Thanks to all of you who make the Stash more than just a blog, but a community. I remember when I was a closeted toker, a little green pea surrounded by big red Idaho, and how I used to question my sanity regarding marijuana – how could I know all of the reefer madness to be so obviously untrue, but everyone around me believes it hook, line, and sinker? I think of my daily rants and news gathering and how they would’ve lifted my spirits back in the day*. I hope it has that effect for you, and I think it does, judging by my emails.
Hope to meet you in Seattle, Boston, Washington DC, San Francisco, Madison, Orlando, or Key West this year! Take care of each other, tokers!

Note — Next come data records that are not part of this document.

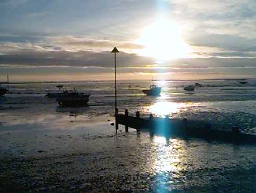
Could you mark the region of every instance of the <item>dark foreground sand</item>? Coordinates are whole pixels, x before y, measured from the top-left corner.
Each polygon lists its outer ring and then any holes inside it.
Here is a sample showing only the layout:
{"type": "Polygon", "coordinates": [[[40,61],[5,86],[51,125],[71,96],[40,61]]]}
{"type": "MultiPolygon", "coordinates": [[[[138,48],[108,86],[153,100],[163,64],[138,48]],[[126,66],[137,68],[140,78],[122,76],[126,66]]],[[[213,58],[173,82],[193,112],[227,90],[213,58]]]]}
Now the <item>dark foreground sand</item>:
{"type": "Polygon", "coordinates": [[[253,146],[134,132],[18,143],[0,147],[1,192],[256,191],[253,146]]]}

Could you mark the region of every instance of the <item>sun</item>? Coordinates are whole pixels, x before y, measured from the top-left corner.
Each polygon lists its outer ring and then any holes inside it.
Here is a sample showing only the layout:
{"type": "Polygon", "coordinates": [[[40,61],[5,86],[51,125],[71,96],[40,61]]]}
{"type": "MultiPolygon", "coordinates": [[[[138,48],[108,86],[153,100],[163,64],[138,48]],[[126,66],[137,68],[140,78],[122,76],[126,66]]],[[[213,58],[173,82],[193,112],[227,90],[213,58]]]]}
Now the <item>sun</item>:
{"type": "Polygon", "coordinates": [[[186,57],[191,51],[182,40],[179,26],[167,19],[159,20],[146,27],[135,43],[144,47],[138,50],[139,55],[159,61],[186,57]]]}

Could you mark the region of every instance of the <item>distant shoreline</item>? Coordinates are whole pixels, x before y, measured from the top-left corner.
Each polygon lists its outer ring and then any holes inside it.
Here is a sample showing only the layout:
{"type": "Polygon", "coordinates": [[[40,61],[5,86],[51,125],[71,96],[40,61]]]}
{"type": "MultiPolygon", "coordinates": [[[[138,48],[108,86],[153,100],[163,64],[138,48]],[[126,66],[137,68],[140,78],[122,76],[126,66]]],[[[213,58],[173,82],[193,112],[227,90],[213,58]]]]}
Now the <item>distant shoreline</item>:
{"type": "MultiPolygon", "coordinates": [[[[167,80],[118,80],[118,81],[121,82],[157,82],[157,81],[241,81],[241,80],[251,80],[253,79],[256,79],[255,78],[238,78],[238,79],[196,79],[196,80],[177,80],[177,79],[167,79],[167,80]]],[[[97,82],[112,82],[114,80],[94,80],[94,81],[19,81],[19,82],[12,82],[7,83],[6,81],[0,82],[0,84],[31,84],[31,83],[44,83],[44,84],[56,84],[56,83],[73,83],[73,82],[80,82],[80,83],[97,83],[97,82]]]]}

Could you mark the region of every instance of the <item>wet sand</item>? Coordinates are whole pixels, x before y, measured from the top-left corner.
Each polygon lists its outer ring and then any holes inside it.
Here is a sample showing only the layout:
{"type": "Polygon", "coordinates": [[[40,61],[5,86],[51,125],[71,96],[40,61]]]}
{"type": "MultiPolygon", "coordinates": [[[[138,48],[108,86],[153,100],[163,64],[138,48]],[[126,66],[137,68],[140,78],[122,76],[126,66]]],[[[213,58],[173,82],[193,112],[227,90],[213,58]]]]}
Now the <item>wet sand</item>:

*…you know, before Internet, back when we had hard drives the size of Chryslers and used to dial into 2400 baud – yes, baud – bulletin boards with two tin cans, some string, and an Etch-a-Sketch…
Stashers,
I remember the huge boxes of computer punch cards and my first modem at the engineering company I worked at with the telephone receiver cradle. Ah, those were the days.
Things are so much better now. Russ has created the Stash to be a gathering place for those of us who need a strong voice in the internet wilderness that is marijuana information. Thank goodness for this communication medium and the Stash. Finally, free thinking and free speech with little fear of reprisal. The Stash is unique in its form and purpose. We have Russ to thank for much of that.
As an old guy coming out of the pot closet more every year, I am privileged to have made the acquaintance of all my new Stash friends and the leader of this activist pack, Russ.
As I am stifled in my activism in my home area (including being stifled by my spouse, Shhhh
), I am so very glad that the Stash exists. It is, for me, a daily affirmation of sanity in the insane world of prohibition. I am proud to contribute.
Keep up the good work Russ. You have shown us (especially those of us who live in a repressive state
) that there is a way to have a voice while they are still shooting it out down the street
in another drive-by or another mistaken SWAT raid.
You da man, Russ
ASCII decode sheets! Why, that’s luxury! Back in my day, we used to have to get up three hours before we awoke, rising from the hole in the ground where myself and me nine brothers and sisters slept, work nineteen hours turning gears on Babbage’s Difference Engine, and if we were lucky, our dear old Dad would only whip us for seven hours with a strap just three inches wide while we sobbed in our maggot-filled gruel, and that was on the nights we were given gruel, and never a bowl, mind you, but eaten out of our own hands! You kids these days…
(with apologies to Monty Python…)
Baud?!? I remember having to get on the “internet” with an ascii decode sheet and punch in my own 1′s and 0′s. You youngins and your fancy interwebs.